The other week, I had a friend randomly drop in from across the country for a completely unplanned impromptu visit. It wasn’t her plan nor mine, but circumstances put her in my living room, and I was happy to accommodate, despite the Tuesday surprise. However, her coastal stranding coincided with the recent hurricane that shut down all airports and kept her trapped in our rooftop suite for the better part of a week.
Being that this was a friend from business school who I hadn’t seen in nearly a decade, I was torn between being a great host and being a productive entrepreneur. I probably ended up about 70% host, 30% productive entrepreneur, and I felt guilty the entire time. This friend ironically praised my “work ethic”, though I assure you this was at most 30% to 40% of my usual capacity. Nonetheless, my business didn’t exactly fall apart nor really skip a beat. That’s because I’ve built and attempt to run businesses that are largely automated, so I can actually take a day (or even a week) off without my absence making a dent.

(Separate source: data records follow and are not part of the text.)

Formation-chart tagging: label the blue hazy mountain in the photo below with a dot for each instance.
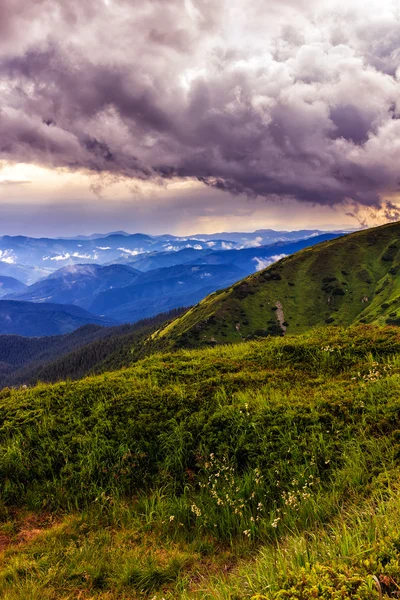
(164, 289)
(78, 284)
(10, 285)
(31, 320)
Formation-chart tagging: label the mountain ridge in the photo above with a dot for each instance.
(351, 279)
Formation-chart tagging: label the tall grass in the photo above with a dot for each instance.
(292, 444)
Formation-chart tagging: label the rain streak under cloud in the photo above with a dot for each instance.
(290, 99)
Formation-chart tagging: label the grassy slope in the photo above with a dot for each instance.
(329, 282)
(148, 473)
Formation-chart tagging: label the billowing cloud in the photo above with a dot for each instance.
(230, 94)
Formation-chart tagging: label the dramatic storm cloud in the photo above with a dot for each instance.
(273, 99)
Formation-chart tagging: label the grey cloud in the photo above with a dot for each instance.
(185, 89)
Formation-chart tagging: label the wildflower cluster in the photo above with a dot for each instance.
(375, 372)
(293, 498)
(229, 492)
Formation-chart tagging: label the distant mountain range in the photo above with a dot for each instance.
(154, 282)
(31, 320)
(30, 259)
(10, 285)
(349, 280)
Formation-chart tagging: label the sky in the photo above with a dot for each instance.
(188, 116)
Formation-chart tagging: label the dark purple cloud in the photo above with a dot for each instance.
(233, 96)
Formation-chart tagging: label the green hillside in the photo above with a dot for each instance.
(352, 279)
(262, 470)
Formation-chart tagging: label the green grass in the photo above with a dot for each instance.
(348, 280)
(268, 469)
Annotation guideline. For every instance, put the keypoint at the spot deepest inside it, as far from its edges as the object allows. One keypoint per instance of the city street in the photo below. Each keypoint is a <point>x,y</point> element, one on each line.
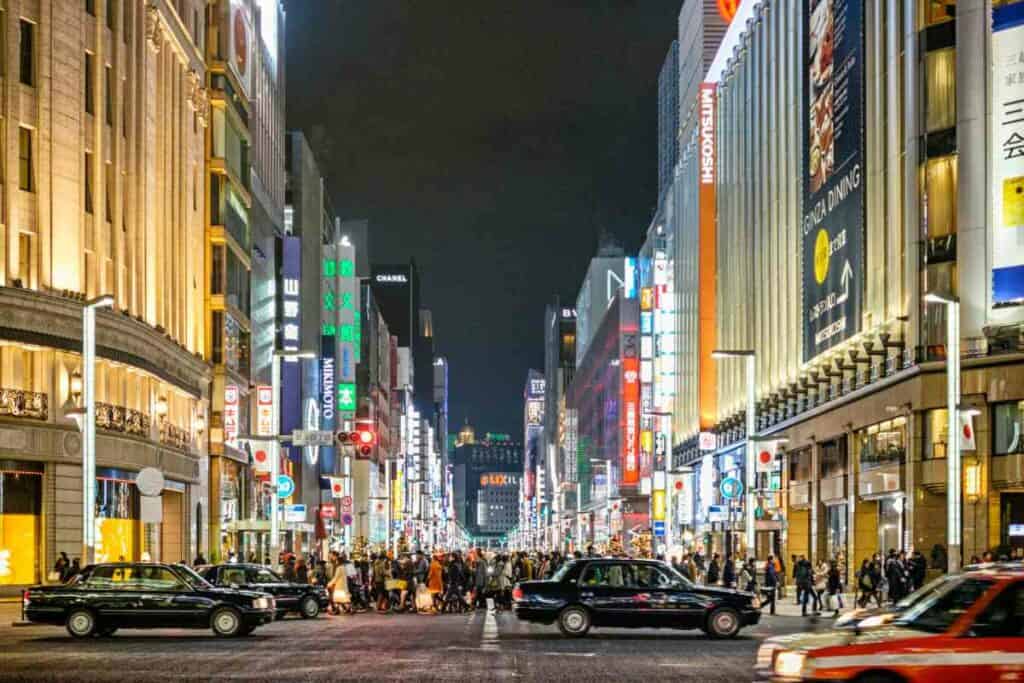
<point>475,646</point>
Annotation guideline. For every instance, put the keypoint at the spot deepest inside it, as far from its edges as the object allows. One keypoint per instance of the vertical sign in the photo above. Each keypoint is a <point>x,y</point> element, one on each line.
<point>630,421</point>
<point>708,256</point>
<point>329,328</point>
<point>349,330</point>
<point>230,419</point>
<point>264,411</point>
<point>1007,146</point>
<point>290,325</point>
<point>834,183</point>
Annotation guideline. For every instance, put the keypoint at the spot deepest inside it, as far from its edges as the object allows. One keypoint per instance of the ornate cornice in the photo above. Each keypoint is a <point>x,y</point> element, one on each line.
<point>47,319</point>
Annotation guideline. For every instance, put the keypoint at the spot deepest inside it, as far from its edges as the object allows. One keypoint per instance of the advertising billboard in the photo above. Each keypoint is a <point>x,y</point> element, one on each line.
<point>630,420</point>
<point>835,178</point>
<point>1007,146</point>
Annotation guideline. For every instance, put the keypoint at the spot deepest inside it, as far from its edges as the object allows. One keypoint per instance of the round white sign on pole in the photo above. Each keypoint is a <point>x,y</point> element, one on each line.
<point>150,481</point>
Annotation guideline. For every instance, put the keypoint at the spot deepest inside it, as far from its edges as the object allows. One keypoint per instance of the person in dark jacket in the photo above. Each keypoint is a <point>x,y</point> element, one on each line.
<point>729,572</point>
<point>713,570</point>
<point>803,574</point>
<point>771,584</point>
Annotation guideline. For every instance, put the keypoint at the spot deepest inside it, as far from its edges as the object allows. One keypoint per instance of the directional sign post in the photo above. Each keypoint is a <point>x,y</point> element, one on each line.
<point>312,437</point>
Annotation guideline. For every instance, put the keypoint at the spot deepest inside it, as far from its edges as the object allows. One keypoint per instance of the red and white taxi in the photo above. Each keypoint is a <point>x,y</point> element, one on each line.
<point>970,630</point>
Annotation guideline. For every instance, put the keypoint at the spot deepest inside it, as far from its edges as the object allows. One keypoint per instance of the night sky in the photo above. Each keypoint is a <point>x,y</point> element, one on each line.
<point>491,140</point>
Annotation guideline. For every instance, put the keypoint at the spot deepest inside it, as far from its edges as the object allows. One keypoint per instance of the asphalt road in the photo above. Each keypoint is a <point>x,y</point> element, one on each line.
<point>370,646</point>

Does that mean I can chill on the beach forever? Sure, in theory, but I wouldn’t, since the time I spend working is dedicated to building new endeavors that definitely won’t automate themselves into existence. Regardless, once they get built, launched, or integrated, they, too, should represent revenue streams for which I don’t actually have to show up.
I’m not telling you to seek out “passive” income over actively selling products or services; I’m simply encouraging you to work automation into your marketing, operations, and sales processes so that your business can run whether or not you show up. This can be in the form of technology, outsourced labor, commissioned salespeople, or many other tactics, but if you want entrepreneurial freedom, it’s a crucial step along the journey.
This last secret may rub some entrepreneurs the wrong way, but I’ve heard this advice echoed from some of the most successful people I know, and I’ve personally tested it myself. I’ve spent $30k+ pre-launch building a platform for products with a $3 profit per sale. I’ve also spent under $1k pre-launch building entire businesses in which the profit per sale always exceeded $500 and in some cases was six times that. It wasn’t easier to build the cheaper product business, but it was a lot harder to make a fraction of the income $3 at a time.
If you catch my drift, the moral here is that I’m not a huge fan of selling cheap, low-value, bottom-of-the-barrel, low-profit-margin products or services. In my humble opinion and experience, it simply isn’t worth it. Once you’ve gone through the headaches of building something from the ground up and seen firsthand the difference in the single-digit profit rewards versus the higher-ticket sales, it’s pretty hard to go back and get excited at $3 a pop.
Again, this isn’t blanket advice for pricing across all products or industries; it’s simply a suggestion to make your entrepreneurial experience a little (well, a lot) more enjoyable. You want to build a business that’s immensely valuable for your customers, and that’s only going to happen if you’re willing to give it your all for each and every customer. Are you willing to give it your all and get out of bed for $3? If not, you’re doing both yourself and your customer a major disservice.